Nie żyje górnik zasypany po wczorajszym wstrząsie w kopalni "Rydułtowy-Anna" niedalego Rybnika. Wczoraj wieczorem doszło tam do silnego tąpniecia. Zasypanych zostało czterech górników. Trzech z nich udało się uratować. Ratownicy i lekarze dotarli do ciała czwartego mężczyny.
Informację dostaliśmy od @Niko.
Do zawału doszło w czwartek około godziny 22:30 w wyrobisku na głębokości 1200 metrów.
W chwili wstrząsu pod ziemią znajdowało się ośmiu górników. Czterem z nich udało się wydostać o własnych siłach. Kolejnych trzech zostało wydobytych ze strefy zagrożenia przez ratowników.
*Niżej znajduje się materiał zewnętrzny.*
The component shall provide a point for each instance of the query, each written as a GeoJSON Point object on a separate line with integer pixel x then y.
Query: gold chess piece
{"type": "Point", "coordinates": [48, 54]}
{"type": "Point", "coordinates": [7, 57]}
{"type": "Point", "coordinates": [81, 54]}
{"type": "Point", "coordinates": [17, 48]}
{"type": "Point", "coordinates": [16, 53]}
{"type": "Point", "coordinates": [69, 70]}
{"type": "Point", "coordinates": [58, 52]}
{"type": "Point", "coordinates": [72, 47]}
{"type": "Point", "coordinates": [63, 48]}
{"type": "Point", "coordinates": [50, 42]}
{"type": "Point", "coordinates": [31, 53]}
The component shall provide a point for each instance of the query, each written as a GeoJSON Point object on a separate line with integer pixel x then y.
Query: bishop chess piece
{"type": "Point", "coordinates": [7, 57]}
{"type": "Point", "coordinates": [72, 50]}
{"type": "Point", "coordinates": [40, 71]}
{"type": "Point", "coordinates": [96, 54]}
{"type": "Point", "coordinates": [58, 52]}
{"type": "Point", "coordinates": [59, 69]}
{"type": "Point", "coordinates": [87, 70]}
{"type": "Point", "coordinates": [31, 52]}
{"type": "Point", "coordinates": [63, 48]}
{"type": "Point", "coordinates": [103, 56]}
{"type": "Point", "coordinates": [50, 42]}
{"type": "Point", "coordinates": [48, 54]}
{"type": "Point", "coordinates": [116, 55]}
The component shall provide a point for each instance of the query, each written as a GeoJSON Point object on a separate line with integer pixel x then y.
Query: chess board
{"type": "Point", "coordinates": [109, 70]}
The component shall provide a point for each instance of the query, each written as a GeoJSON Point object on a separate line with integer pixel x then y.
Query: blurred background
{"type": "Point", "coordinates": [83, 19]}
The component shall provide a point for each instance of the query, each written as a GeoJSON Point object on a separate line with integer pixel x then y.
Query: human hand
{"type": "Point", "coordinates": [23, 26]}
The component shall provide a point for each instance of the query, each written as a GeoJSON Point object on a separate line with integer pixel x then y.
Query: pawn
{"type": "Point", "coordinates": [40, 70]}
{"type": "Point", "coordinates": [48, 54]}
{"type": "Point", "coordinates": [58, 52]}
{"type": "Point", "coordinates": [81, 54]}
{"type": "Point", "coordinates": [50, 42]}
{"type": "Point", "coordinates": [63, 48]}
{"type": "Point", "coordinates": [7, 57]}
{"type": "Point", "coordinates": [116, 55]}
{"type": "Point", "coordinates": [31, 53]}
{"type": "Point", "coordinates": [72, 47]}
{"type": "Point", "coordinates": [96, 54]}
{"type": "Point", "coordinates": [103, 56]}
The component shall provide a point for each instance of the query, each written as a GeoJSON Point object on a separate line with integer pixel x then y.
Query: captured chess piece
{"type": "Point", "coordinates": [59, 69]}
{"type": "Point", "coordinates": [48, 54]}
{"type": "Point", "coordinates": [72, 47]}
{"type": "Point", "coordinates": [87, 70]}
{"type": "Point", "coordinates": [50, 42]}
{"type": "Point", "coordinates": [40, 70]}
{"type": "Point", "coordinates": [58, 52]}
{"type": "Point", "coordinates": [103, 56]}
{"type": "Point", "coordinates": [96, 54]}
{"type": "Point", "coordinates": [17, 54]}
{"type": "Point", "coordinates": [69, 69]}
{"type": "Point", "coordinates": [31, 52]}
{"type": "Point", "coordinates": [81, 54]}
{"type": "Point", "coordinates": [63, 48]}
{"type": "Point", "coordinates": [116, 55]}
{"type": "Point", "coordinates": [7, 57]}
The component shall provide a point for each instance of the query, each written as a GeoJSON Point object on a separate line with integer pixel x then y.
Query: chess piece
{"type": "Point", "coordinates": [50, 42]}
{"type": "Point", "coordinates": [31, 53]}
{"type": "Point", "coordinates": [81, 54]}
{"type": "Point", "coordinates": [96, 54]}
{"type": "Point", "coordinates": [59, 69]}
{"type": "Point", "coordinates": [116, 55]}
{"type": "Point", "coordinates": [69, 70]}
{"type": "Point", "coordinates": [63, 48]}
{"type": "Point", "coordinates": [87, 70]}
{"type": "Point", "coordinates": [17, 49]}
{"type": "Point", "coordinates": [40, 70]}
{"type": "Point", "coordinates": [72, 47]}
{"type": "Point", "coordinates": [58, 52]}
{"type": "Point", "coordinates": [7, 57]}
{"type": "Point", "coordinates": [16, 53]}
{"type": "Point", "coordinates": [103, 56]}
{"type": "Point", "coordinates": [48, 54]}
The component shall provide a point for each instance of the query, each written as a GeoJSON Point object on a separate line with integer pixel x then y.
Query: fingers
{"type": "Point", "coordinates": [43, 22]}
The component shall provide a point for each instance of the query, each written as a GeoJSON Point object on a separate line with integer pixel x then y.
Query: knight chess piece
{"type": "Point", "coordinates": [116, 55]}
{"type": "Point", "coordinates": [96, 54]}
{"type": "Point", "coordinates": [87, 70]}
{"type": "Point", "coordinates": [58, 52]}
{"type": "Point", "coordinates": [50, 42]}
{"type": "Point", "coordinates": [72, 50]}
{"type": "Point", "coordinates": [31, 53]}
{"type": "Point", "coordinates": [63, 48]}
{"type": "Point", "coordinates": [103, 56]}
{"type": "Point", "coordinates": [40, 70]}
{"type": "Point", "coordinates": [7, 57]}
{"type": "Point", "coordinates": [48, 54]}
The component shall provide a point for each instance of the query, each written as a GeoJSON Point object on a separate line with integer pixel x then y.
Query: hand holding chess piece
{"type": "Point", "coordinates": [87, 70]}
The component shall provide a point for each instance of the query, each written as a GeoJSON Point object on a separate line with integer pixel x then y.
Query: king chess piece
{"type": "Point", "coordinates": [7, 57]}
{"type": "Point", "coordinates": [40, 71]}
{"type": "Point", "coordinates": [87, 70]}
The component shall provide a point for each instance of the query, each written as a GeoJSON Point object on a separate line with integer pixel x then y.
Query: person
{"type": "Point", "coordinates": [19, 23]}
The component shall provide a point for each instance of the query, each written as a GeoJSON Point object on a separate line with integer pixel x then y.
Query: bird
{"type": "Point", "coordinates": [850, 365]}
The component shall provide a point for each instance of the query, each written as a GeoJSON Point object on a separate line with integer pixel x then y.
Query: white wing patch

Dwóch z nich ma lekkie obrażenia, dostali się do szybu o własnych siłach. W przypadku trzeciego konieczna była pomoc ratowników. Mężczyzna trafił do szpitala. Jego stan jest poważny, ale zdaniem lekarzy nie można mówić o zagrożeniu życia i zdrowia.
Ratownicy nie mieli kontaktu z czwartym zasypanym górnikiem. Udało im się jednak zlokalizować miejsce, w którym znajdował się mężczyzna. Gdy przybyli na miejsce, lekarz stwierdził zgon.